The ICC Board ended the super-sub trial ODI playing condition, adopted a new pitch-monitoring process, endorsed an anti-doping policy and received a report from the chairman of the Interim Committee of Zimbabwe Cricket on day one of its meeting in Dubai.
It also confirmed the minimum number of matches required for a team to be ranked on the official LG ICC ODI Championship table and agreed to revert to full recognition of the administration of the United States of America Cricket Association (USACA) subject to certain conditions.
The ICC Board has decided to end the super-sub trial playing condition with immediate effect. It also confirmed that the ODI trial playing condition relating to fielding restrictions should be referred to the Cricket Committee for further consideration.
The Board has endorsed the adoption of an ICC Anti-Doping Policy for all major ICC events. The proposed policy complies with the World Anti-Doping Agency (WADA) Code and its adoption at this year's ICC Annual Conference will formalize the ICC's commitment to drugs-free sport.
ICC president Ehsan Mani said this was an important step for the sport.
"While there have been anti-doping programmes at all of the ICC's recent major events, these have been formulated on an event-by-event basis and have contained variations from the WADA Code," said Mr Mani.
"Once it has been approved by the Annual Conference in July, this new WADA-compliant policy will become mandatory for all major ICC events beginning with this year's ICC Champions Trophy in India."
The Board has also proposed the first formal pitch-monitoring process for international cricket. This process, which has been adopted with immediate effect, includes potential sanctions ranging from a formal warning to a Member board fine or even suspension of international status for venues that produce substandard pitches.
The process is be based on the initial report of the Emirates Elite Panel Referee at the ground followed by a review conducted by the ICC General Manager Cricket, David Richardson, and the Chief Match Referee, Ranjan Madugalle (or the Chairman of the Cricket Committee, Sunil Gavaskar, if the Chief Referee produced the initial report).

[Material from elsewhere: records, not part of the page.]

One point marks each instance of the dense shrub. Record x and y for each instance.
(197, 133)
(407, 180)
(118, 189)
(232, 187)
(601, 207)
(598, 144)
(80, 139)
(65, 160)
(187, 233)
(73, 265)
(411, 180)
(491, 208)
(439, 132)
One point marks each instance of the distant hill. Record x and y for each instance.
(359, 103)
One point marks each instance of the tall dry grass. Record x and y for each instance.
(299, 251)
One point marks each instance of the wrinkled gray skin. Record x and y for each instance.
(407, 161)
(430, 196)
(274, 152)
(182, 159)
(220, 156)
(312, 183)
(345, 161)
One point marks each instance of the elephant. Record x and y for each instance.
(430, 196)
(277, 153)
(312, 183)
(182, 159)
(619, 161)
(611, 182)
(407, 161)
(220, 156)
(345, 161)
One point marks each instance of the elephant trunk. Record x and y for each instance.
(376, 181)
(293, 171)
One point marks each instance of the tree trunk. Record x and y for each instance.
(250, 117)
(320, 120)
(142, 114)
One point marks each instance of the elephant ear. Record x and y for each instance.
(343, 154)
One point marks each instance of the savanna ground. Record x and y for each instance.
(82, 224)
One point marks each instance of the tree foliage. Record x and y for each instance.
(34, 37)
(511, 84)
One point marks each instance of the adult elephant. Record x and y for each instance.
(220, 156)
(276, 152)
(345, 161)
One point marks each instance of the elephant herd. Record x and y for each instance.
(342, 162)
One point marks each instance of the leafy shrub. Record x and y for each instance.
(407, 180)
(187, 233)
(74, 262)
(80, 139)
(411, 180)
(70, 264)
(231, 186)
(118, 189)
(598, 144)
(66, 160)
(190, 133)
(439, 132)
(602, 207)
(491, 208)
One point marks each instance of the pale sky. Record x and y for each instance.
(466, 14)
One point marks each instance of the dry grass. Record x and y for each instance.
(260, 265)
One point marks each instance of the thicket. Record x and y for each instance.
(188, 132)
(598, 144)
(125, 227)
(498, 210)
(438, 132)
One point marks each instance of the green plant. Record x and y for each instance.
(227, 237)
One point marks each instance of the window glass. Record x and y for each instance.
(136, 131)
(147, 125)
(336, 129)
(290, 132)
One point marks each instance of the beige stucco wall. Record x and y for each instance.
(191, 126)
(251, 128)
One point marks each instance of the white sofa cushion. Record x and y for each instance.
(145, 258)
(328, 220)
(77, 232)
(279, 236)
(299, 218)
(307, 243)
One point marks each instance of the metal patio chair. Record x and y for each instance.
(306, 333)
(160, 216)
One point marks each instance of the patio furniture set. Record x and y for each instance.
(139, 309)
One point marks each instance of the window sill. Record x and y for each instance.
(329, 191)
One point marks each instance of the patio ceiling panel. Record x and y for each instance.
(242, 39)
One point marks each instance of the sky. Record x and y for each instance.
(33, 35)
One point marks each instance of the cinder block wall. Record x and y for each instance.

An appeals process is available to the relevant Member board.
The Board received a progress report from Peter Chingoka, the chairman of the Interim Committee of Zimbabwe Cricket in which Mr Chingoka advised that:
- independent auditors had been appointed to conduct a forensic audit of Zimbabwe Cricket's finances in response to allegations made against it
- progress has been made towards developing a new constitution for Zimbabwe Cricket by the middle of this year
- continued negotiations were taking place regarding player issues
Zimbabwe Cricket will also be required to provide a report to the ICC Board at its October 2006 and March 2007 meetings reviewing the on-field performances of its teams ahead of any decision regarding its resumption of Test cricket.
LG ICC ODI Championship
The Board approved a recommendation that the minimum number of matches needed to be played by a side to qualify for a ranking on the LG ICC ODI Championship table should be eight matches.
This means that Kenya has now played sufficient matches in the qualifying period. The two matches it played in the ICC Champions Trophy 2004 have a 50 per cent weighting while its recent four matches against Zimbabwe and the opening two matches of its series against Bangladesh take it to the eight-match threshold.
Kenya is ranked 11th on the table with a rating of 18 points. It needs to win both remaining matches of its four match series against Bangladesh to climb to tenth spot and claim the last qualifying spot for the ICC Champions Trophy 2006.
United States of America Cricket Association (USACA)
The ICC Board agreed to revert to full recognition of the administration of the United States of America Cricket Association (USACA) subject to certain conditions. These conditions include the conducting of independently-monitored elections before 30 November 2006.